5. Choosing an Embedding Model — MTEB¶

The Massive Text Embedding Benchmark (MTEB) is the standard leaderboard for comparing embedding models across retrieval, classification, clustering, and semantic similarity tasks. Available at huggingface.co/spaces/mteb/leaderboard.

Practical guidance:

Constraint	Good Starting Point
Best quality (no size limit)	`text-embedding-3-large` (OpenAI), `voyage-3` (Voyage AI), `Cohere embed-v3`
Best open-source	`gte-Qwen2-7B`, `bge-en-icl`, `e5-mistral-7b-instruct`
Fastest / smallest	`all-MiniLM-L6-v2`, `bge-small-en-v1.5`
Multilingual	`multilingual-e5-large`, `paraphrase-multilingual-mpnet`

Do not pick an embedding model by MTEB rank alone — always evaluate on a sample from your specific domain. MTEB tasks may not reflect your query distribution.

6. Domain Adaptation (The "Cold Start" Problem)¶

Generic embeddings underperform on specialist domains (medical, legal, code). Adaptation options in increasing cost order:

Continued pre-training: Run Masked Language Modeling (MLM) on your private corpus to teach the model domain vocabulary.
Contrastive fine-tuning: Use domain-specific query-document pairs with contrastive loss to pull relevant items closer.
Generative Pseudo-Labeling (GPL): Use an LLM to generate synthetic questions for each unlabeled document, then train the embedding model on these synthetic pairs. Effective with zero labeled data.
Adapter-based tuning: Insert lightweight adapter layers and fine-tune only those, leaving base model weights frozen.

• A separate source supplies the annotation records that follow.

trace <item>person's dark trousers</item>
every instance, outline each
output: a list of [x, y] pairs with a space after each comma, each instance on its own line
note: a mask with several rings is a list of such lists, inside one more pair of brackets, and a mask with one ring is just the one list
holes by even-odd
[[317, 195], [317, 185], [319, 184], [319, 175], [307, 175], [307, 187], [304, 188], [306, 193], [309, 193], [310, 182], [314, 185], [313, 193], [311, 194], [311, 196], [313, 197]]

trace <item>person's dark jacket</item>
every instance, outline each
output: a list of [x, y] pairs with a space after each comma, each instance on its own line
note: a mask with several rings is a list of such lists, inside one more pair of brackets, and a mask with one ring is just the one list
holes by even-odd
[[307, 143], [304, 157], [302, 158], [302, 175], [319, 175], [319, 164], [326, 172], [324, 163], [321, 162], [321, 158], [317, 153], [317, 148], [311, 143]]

Critical: If you change the embedding model, you must re-index the entire corpus. Vectors from different models are not comparable.

6. Distance Metrics¶

Metric	What It Measures	Note
Cosine similarity	Angle between vectors (ignores magnitude)	Most common for text; equivalent to dot product on L2-normalised vectors
Dot product	Projection of one vector onto another	Faster; rewards both direction and magnitude
Euclidean distance	Straight-line distance in vector space	Sensitive to vector magnitude; less common for text

Note: Cosine similarity with L2-normalised vectors is equivalent to dot product. L2 normalisation stabilises similarity scores and improves ANN search behaviour by projecting all vectors onto a unit hypersphere.

7. Common Failure Modes¶

Failure Mode	Root Cause	Mitigation
Semantic drift	Retrieved chunks are topically related but not relevant	Add cross-encoder reranker
Out-of-vocabulary	Search for product IDs or rare part numbers fails	Add hybrid search (BM25 or SPLADE)
Intent mismatch	Procedural query retrieves descriptive content	Use HyDE (hypothetical document embeddings)
Domain mismatch	Generic model underperforms on specialist text	Fine-tune or domain-adapt the embedding model
Lost in the middle	LLM ignores context deep in the prompt	Parent-Document Retrieval; reorder chunks

8. Evaluation of Embeddings¶

Offline (retrieval-level):

Recall@k — is the relevant document in the top k?
MRR — how early does the first relevant document appear?
nDCG — quality of the full ranked list using graded relevance.

End-to-end:

Answer correctness, faithfulness, latency, and cost.

Better retrieval does not always lead to better generation without proper prompting and context selection.